Sylvia was the mastermind behind the designs, which were then to be enlarged and painted, sometimes using ladders, sometimes kneeling on mats, and not always to her satisfaction. At the end she was exhausted, having worked relentlessly, often through the night. The finished work was breathtaking and she was thrilled with what they had achieved. Over one door was a 13ft-high figure of a woman sowing grain and at the far end, another bearing the harvested corn. The whole effect was a riot of symbolism and hope: angels, flowers, trees, doves and wildlife amongst the delicate tracery of the arches. Years later, when she was living in Ethiopia, she spoke of her enormous pleasure and pride in this project, even though her work was only on view to the public for two weeks.

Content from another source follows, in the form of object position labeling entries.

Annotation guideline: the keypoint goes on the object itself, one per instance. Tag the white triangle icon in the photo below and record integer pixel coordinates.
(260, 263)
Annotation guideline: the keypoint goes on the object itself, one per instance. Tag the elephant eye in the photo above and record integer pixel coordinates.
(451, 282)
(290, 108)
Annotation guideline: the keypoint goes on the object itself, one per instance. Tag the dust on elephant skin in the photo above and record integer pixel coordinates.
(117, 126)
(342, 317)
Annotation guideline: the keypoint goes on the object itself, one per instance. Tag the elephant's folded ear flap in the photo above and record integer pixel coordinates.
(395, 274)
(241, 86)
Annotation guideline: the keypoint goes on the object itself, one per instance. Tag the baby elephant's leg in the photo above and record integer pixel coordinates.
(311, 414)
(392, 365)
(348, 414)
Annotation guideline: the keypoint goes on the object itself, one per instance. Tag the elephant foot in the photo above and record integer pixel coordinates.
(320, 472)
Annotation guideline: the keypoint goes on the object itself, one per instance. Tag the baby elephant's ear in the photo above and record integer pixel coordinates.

The original paintings were destroyed during a clear out at her studio while she was in prison.
Despite Suffragette pressures, family affairs were still very much on Sylvia’s mind. Harry was ill again. He had been sent from the Fels’ farm to Nurse Pine’s nursing home suffering from an acute bladder infection. Mrs Pankhurst was summoned and distressed to be advised that Harry should be examined under anaesthetic. But, when the results were reasonable and his symptoms abated, she took a tougher line and, overruling the doctor, decided to send him back to Essex. After all, he was tall and well proportioned and the outdoor life, she judged, must be good for him. He had to learn to cope, just as Keir Hardie had done as a boy, and look what he had achieved. Then off she went again on the campaign trail.
Sylvia, worn out and longing for country air, took a short holiday. She went first to Ightham in Kent and then to Penshurst, where she spent her days painting and writing in a rented cottage on Cinder Hill.
In July, the first Suffragette went on hunger strike.
_________
53.William Wordsworth, The French Revolution.
54.Glasier Papers.
55.The Royal Archives, Windsor, R29.